"Swiss Customs." by Miss Cecile Gohl.
Publication: Eagle, Mary Kavanaugh Oldham, ed. The Congress of Women: Held in the Woman's Building, World's Columbian Exposition, Chicago, U. S. A., 1893. Chicago, Ill: Monarch Book Company, 1894. pp. 316-317.
|MISS CECILE GOHL.|
Switzerland, your tiny sister republic, has long been reputed as one of the show-places of the world, attracting tourists of all countries to admire our professional beauties, the Alps. This year, however, the pendulum has been pleased to swing the other way, and, behold! Chicago has become the show-place of the globe–for just one season. All Europeans who can afford it are flocking Chicagoward, and all loyal Americans are supposed to stay at home doing the honors of this wonderful country to the foreigners.

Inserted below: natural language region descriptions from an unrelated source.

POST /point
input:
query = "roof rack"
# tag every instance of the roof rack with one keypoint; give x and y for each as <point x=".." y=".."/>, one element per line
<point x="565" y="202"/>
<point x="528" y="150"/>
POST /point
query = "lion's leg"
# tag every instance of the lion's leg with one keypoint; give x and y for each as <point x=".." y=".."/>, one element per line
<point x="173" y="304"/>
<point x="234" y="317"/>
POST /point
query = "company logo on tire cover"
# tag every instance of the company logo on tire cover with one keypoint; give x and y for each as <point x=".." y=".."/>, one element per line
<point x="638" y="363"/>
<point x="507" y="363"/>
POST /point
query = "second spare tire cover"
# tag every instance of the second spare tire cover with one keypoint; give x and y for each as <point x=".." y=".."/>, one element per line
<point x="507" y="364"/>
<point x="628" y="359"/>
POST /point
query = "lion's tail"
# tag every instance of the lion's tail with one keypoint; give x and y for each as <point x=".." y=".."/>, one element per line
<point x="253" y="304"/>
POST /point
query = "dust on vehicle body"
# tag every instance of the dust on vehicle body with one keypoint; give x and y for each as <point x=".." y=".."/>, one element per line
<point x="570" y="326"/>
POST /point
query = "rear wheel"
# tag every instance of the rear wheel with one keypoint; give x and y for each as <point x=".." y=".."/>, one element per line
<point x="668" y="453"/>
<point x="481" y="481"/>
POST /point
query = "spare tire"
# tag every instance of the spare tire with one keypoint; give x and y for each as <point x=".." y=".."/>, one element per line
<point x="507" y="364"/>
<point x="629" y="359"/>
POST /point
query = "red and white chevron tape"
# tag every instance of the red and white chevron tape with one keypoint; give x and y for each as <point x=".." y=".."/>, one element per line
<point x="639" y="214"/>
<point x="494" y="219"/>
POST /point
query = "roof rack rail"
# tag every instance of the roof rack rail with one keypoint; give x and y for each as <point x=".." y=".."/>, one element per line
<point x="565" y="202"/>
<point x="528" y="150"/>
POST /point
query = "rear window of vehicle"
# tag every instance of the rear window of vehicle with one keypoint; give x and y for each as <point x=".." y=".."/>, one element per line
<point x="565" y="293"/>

Considering the poor business outlook for Switzerland under these circumstances, she could easily have spared a mountain or two to represent her as loan exhibits in Chicago. She might even have been coaxed to send the "Jungfrau," if America, with her superior engineering skill and powerful machinery, had assumed charge of the transfer and given a guarantee to return the exhibit in good condition. My country is very little, but it has standing exhibits so very large as to realize even Chicago's standard of greatness.
Old as the "Jungfrau" is, she enjoys the reputation of everlasting beauty; and besides, she would have made herself eminently useful as a refrigerator in the dog days in Jackson Park. You could not have set her up here, for fear of dwarfing the show; you would have had to place her in the lake.
Suppose Mount Washington or Pike's Peak had heard of, or caught a glimpse of, the "Jungfrau" on her journey, and had asked her to stay on this side of the ocean and become, at her option, "Mrs. Pike's Peak," or "Mrs. Mount Washington," there would be, for once, a prospect of a well-matched, solidly-based international marriage.
American travelers in relation to the Swiss custom of tips. Switzerland a crazy quilt. Diversity of races, languages and religions. The engine an enemy to old customs. Superstition, inherited and developed. The village quack and his working method. Quack cure vs. faith cure. Einsiedeln. Customs connected with birth, marriage, death. Easter customs and sports. Ascension Day and ascent of mountains. Swiss people like whipped cream and believe in whipping of children. Traveling schools. Maiden Sunday. Moving to the mountains in the merry month of May. Kuhreihen and Jodel. The magic power of a simple strain. Poetic nature and prosy business on the Alps. The great Canadian cheese eclipsing the record of [Page 317] Swiss cheese. Wrestling match. The Swiss a singing, shooting, athletic people. Cultivation of patriotism. Little Helvetia and great Columbia.
Miss Cecile Gohl is a native of Switzerland. She was educated in Switzerland and spent ten years as a teacher in Sweden. She has traveled in Germany, England, Sweden, Canada and the United States. Her principal literary works are contributions to the Swedish and American press. Her profession is that of teacher, linguist, journalist and lecturer. In religious faith she is Unitarian. Her postoffice address is No. 457 Twenty-first Street, New York City.